Wednesday 8 March 2017

Hands-off with Middle Earth: Shadow of War: Will it be as good as it looks?

SAN FRANCISCO—Before I gush about how slick and action-packed Middle Earth: Shadow of War is looking before it comes out for PC and consoles, I'd like to offer a huge warning: I didn't get to play it. Warner Bros. Interactive hosted the Tolkien-universe game's first major demo at a state-of-the-art movie theater down the block from last week's Game Developers Conference. The developers at Monolith carefully hid their controllers behind a theater seat, and the game doesn't come out for almost six months.
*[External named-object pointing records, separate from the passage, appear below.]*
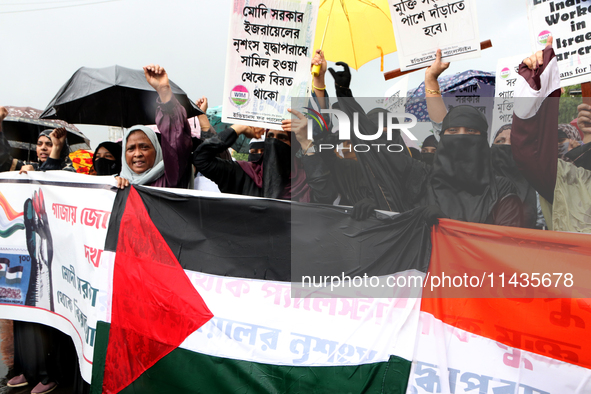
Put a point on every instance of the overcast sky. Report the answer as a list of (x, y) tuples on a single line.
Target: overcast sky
[(43, 42)]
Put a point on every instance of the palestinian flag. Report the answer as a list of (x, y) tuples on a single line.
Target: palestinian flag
[(202, 299), (4, 264)]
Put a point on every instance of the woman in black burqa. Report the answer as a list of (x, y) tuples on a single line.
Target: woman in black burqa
[(461, 182)]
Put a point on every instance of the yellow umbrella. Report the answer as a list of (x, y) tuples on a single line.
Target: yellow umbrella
[(354, 31)]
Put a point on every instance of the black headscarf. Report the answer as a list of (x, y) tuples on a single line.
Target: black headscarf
[(428, 157), (64, 159), (104, 166), (376, 166), (465, 116), (255, 145), (463, 181)]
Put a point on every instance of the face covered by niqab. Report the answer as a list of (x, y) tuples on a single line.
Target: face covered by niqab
[(463, 180), (279, 173), (105, 166), (428, 157)]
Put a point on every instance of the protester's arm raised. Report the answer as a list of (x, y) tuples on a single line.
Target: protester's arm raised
[(158, 79), (435, 104), (584, 121)]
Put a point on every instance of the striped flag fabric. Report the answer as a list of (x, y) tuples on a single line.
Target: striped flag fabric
[(251, 328), (238, 326), (513, 334), (4, 264)]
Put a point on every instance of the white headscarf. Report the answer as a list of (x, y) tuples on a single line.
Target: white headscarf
[(149, 176)]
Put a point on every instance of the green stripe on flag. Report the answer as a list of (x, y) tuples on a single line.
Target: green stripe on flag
[(184, 371)]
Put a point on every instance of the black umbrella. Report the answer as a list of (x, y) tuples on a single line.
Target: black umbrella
[(111, 96), (23, 125)]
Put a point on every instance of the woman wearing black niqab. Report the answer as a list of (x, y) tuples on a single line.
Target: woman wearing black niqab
[(461, 181)]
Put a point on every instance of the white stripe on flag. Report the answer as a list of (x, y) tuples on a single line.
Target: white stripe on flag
[(257, 320), (452, 360)]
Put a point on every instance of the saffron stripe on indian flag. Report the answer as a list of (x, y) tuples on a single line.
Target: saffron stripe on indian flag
[(499, 345)]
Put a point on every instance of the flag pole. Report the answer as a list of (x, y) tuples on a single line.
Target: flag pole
[(316, 67)]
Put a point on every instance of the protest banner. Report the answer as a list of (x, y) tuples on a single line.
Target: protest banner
[(268, 60), (422, 27), (568, 22), (54, 270), (182, 299), (506, 76), (395, 97)]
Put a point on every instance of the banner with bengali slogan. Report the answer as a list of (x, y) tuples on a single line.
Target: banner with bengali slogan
[(268, 59), (569, 23), (53, 269), (175, 252), (422, 27), (506, 76)]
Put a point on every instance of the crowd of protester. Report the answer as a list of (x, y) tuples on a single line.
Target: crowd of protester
[(536, 174)]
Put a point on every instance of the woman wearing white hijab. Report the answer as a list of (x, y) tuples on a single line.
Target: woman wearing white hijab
[(145, 161)]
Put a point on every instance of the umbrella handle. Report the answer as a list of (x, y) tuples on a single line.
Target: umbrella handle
[(316, 70)]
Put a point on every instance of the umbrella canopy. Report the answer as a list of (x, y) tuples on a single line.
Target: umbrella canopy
[(110, 96), (358, 31), (467, 85), (23, 125)]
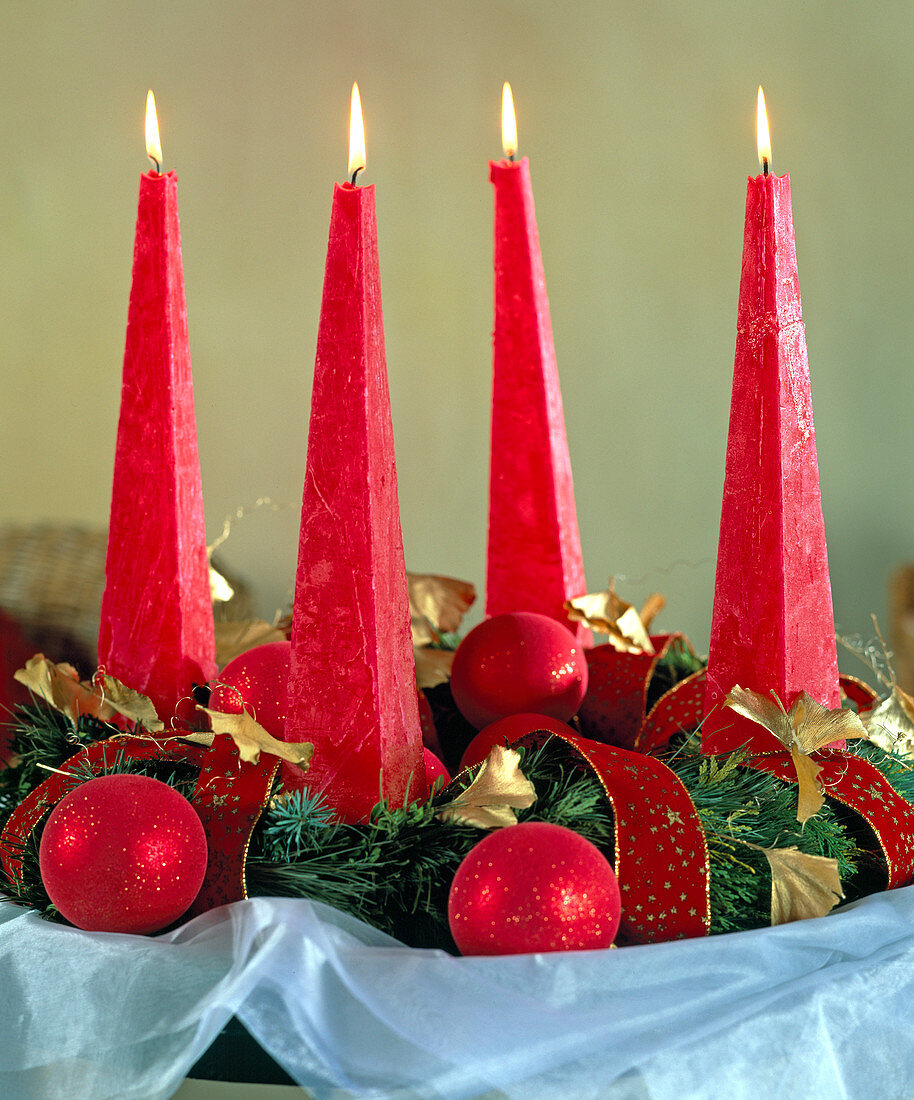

For some incomplete games' previews, those are tolerable limitations, especially if their basic gameplay systems (combat, strategy, interface) are neatly spelled out. And in a few ways, what I saw looks like a "bigger and better" Middle Earth: Shadow of Mordor. That isn't a terrible conclusion to draw. (While uneven in some respects, the 2014 action-adventure game enjoyed a solid reception by making the most of its Tolkien license, as opposed to being chained to a single book or film's exact plot.)

But, in too many other ways, Shadow of War is aiming its swords, axes, arrows, and spectral super-powers a lot higher this time—and doing so in an action-adventure market that is looking quite different than it did in 2014. Thus, my challenge is to piece together how many parts of the demo were withheld for mystery's sake as opposed to being incomplete or bad.